I will say that the in-class video of Cathy O’Neil made the readings of Kieran Healy and Safiya Noble make much more sense. It was also great to see Safiya Noble’s video and accompanying her verbal articulation with the one that I read. From what I have gathered “big data” is the reliance, creation, and control over Algorithms. Algorithms are just past data and a definition of success. The best example that I can think of on my own is an algorithm in selecting a menu for a restaurant. If you use past data- those being past recipes or order receipts and then create a definition of success such as “using items that were most successful. Then Bam! Watch the algorithm work and your menu get created. The issue with that though is that it does not take into current trends, what if avocados are out and bananas are in? Or if the unicorn trend turns into the dragon trend? It also warrants they’re may not be vegetarian/vegan, gluten-free or nut-free options and that is an issue because a restaurant without some diversity is a no-no in this day and age.

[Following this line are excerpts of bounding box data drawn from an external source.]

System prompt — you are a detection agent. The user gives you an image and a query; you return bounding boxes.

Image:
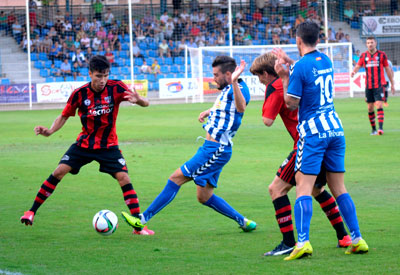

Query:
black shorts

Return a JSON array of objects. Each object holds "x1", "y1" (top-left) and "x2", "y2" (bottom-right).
[
  {"x1": 59, "y1": 143, "x2": 128, "y2": 177},
  {"x1": 365, "y1": 87, "x2": 385, "y2": 103},
  {"x1": 276, "y1": 150, "x2": 326, "y2": 189}
]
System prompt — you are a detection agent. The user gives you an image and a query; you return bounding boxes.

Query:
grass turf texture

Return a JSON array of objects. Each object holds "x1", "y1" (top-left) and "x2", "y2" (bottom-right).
[{"x1": 0, "y1": 97, "x2": 400, "y2": 274}]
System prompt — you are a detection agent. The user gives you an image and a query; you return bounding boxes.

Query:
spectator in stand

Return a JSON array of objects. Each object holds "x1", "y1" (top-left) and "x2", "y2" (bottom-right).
[
  {"x1": 104, "y1": 8, "x2": 114, "y2": 28},
  {"x1": 92, "y1": 36, "x2": 103, "y2": 51},
  {"x1": 140, "y1": 60, "x2": 151, "y2": 74},
  {"x1": 150, "y1": 59, "x2": 161, "y2": 79},
  {"x1": 50, "y1": 63, "x2": 61, "y2": 77},
  {"x1": 104, "y1": 47, "x2": 118, "y2": 67},
  {"x1": 92, "y1": 0, "x2": 103, "y2": 21},
  {"x1": 49, "y1": 41, "x2": 61, "y2": 62},
  {"x1": 71, "y1": 62, "x2": 81, "y2": 80},
  {"x1": 56, "y1": 58, "x2": 72, "y2": 81},
  {"x1": 158, "y1": 39, "x2": 171, "y2": 57},
  {"x1": 12, "y1": 19, "x2": 22, "y2": 44},
  {"x1": 80, "y1": 33, "x2": 90, "y2": 50},
  {"x1": 71, "y1": 48, "x2": 88, "y2": 68},
  {"x1": 85, "y1": 47, "x2": 94, "y2": 60}
]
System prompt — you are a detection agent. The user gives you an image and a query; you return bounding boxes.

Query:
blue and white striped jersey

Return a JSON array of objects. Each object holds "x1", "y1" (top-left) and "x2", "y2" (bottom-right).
[
  {"x1": 203, "y1": 79, "x2": 250, "y2": 145},
  {"x1": 287, "y1": 50, "x2": 343, "y2": 137}
]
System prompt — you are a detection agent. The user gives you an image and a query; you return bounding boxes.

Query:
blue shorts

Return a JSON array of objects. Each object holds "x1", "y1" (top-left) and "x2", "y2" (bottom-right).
[
  {"x1": 181, "y1": 140, "x2": 232, "y2": 188},
  {"x1": 295, "y1": 130, "x2": 346, "y2": 175}
]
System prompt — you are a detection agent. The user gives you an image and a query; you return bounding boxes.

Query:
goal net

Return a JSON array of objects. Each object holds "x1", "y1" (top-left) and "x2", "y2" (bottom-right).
[{"x1": 187, "y1": 43, "x2": 353, "y2": 102}]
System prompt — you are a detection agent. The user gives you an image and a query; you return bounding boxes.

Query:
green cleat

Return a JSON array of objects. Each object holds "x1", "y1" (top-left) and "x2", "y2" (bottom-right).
[
  {"x1": 240, "y1": 219, "x2": 257, "y2": 232},
  {"x1": 121, "y1": 211, "x2": 144, "y2": 229},
  {"x1": 344, "y1": 239, "x2": 368, "y2": 254},
  {"x1": 284, "y1": 241, "x2": 313, "y2": 261}
]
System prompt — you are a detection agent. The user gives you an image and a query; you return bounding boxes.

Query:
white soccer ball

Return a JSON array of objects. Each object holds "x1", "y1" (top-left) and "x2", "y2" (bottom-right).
[{"x1": 93, "y1": 210, "x2": 118, "y2": 236}]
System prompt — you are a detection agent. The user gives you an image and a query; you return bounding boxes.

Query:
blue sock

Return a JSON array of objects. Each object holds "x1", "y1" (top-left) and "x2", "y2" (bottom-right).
[
  {"x1": 203, "y1": 194, "x2": 244, "y2": 226},
  {"x1": 336, "y1": 193, "x2": 361, "y2": 240},
  {"x1": 143, "y1": 180, "x2": 180, "y2": 222},
  {"x1": 294, "y1": 196, "x2": 312, "y2": 242}
]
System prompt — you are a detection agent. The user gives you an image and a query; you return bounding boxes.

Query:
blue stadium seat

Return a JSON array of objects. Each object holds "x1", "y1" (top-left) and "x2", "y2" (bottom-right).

The scholar’s readings and review of their topics in class talk about this type of algorithm set up on a greater scale. Instead of a restaurant menu, it’s a police radar algorithm causing more blacks to get arrested and jailed or an algorithm further assisting in progressing a sexist work environment. There are countless issues on relying on big data and algorithms. The main reason for that is because they are all based on the past. Algorithms merge past data with future ideologies of a “success”. This does not help if the past data is racist, sexist and overall closed minded then what change does that create? It doesn’t; it just forms a more reliable means of oppression. This digital redlining is more like a bright red flag and it is definitely
the next the current civil rights issue of the 21st century! It may have been created to improve conditions but so was the cotton gin and that did not improve anything- it just made conditions worse.